Dutch businessman (1896–1943)

Coenraad Alfred Augustus Haighton (26 October 1896 - 13 April 1943) was a millionaire businessman and the leader of the Netherlands' first fascist movement.

==Fascism==
From a privileged background, Haighton was born in Rotterdam and was well educated, studying in Los Angeles and producing a thesis on Arthur Schopenhauer, although he was also physically disabled for his entire life. Haighton's father had been a highly successful businessman, making a fortune in particular from his lottery insurance business LOTISICO. He died early and as such Alfred Haighton inherited the highly profitable business, allowing him to devote much of his time to politics. He soon became close to H.A. Sinclair de Rochemont and in 1924 the two set up the Verbond van Actualisten, a group which looked for inspiration to Italian fascism.
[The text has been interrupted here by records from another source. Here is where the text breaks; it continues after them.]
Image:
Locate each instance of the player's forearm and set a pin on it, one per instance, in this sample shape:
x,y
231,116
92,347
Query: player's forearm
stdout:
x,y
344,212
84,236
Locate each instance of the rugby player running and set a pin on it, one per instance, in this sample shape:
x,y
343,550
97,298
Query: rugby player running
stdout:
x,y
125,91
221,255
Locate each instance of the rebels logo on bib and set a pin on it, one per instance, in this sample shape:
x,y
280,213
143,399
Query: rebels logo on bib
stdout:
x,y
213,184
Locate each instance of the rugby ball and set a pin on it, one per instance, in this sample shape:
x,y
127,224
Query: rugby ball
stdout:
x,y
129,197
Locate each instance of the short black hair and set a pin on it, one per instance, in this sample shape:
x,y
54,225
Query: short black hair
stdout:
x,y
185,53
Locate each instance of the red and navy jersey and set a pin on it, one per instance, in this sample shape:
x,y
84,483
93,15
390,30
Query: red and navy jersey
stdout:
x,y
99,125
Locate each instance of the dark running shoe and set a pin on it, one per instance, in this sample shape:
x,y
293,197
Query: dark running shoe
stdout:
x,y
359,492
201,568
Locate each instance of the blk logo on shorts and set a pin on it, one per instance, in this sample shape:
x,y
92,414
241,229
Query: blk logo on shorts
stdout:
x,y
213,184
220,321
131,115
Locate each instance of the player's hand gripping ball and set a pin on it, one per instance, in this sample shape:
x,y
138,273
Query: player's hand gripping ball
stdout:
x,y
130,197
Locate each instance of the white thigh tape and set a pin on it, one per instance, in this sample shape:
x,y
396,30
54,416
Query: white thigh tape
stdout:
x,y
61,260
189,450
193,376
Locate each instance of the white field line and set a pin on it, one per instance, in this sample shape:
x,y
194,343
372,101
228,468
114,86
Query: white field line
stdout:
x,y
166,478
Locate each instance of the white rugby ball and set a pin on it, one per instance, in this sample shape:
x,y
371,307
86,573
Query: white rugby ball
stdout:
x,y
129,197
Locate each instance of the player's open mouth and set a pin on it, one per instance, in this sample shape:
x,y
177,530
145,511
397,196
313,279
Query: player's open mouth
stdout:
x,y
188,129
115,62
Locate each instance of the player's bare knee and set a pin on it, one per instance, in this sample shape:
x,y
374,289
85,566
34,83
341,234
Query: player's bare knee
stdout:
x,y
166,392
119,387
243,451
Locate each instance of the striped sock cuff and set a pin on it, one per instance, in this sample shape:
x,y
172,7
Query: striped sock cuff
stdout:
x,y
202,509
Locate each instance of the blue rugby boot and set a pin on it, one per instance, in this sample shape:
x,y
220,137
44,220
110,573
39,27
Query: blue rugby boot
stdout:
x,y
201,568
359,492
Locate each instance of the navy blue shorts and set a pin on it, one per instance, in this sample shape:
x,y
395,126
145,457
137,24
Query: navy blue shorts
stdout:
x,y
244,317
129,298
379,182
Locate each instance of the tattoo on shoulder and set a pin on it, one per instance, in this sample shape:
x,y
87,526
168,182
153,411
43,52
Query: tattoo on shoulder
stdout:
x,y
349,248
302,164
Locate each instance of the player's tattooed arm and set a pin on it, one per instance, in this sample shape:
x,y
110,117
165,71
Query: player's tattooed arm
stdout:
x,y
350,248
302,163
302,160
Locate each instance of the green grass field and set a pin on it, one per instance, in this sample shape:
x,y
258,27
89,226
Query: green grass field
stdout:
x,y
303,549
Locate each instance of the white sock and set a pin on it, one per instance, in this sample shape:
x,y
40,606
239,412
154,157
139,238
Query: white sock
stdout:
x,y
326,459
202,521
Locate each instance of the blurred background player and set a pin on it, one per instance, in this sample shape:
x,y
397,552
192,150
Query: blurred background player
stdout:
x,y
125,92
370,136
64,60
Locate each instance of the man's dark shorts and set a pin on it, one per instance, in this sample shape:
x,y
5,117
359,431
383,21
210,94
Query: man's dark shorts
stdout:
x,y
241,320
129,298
The group broke down in 1927 and Haighton then put his money into a journal, De Bezem and eventually his own movement, the Fascistische Jongeren Bond. This movement was depleted in 1932 when his close ally Jan Baars broke from him to set up the General Dutch Fascist League (ANFB).

==Nazism==
Haighton had become a strong antisemite and as such led the followers he had left into the National Socialist Dutch Workers Party (NSNAP), although once again his abrasive personality meant that the relationship was not to last. He dropped out of politics for a spell before joining Arnold Meijer's Zwart Front, although he declined to join the National Front when this group absorbed the Zwart Front in 1940. Officially a member of the NSNAP again he took little role in active politics and instead concentrated on his antisemitic writing and literary pursuits.

==Literature==
In 1938 Haighton purchased the literary journal De Nieuwe Gids, a work that held a high reputation amongst the Dutch artistic set. Under Haighton however the once respected journal became intensely partisan, presenting a highly pro-Nazi Germany line. Writers such as Jan Eekhout, a staunchly pro-Nazi novelist noted for his use of archaic and dialect Dutch words as part of an attempt to construct rustic literature, were featured and widely praised under Haighton.

The Dutch literary establishment reacted negatively to Haighton's stewardship of the magazine, to the point that by 1943 De Nieuwe Gids had only 98 registered subscribers. Haighton died suddenly in Beekbergen that same year, from a heart attack.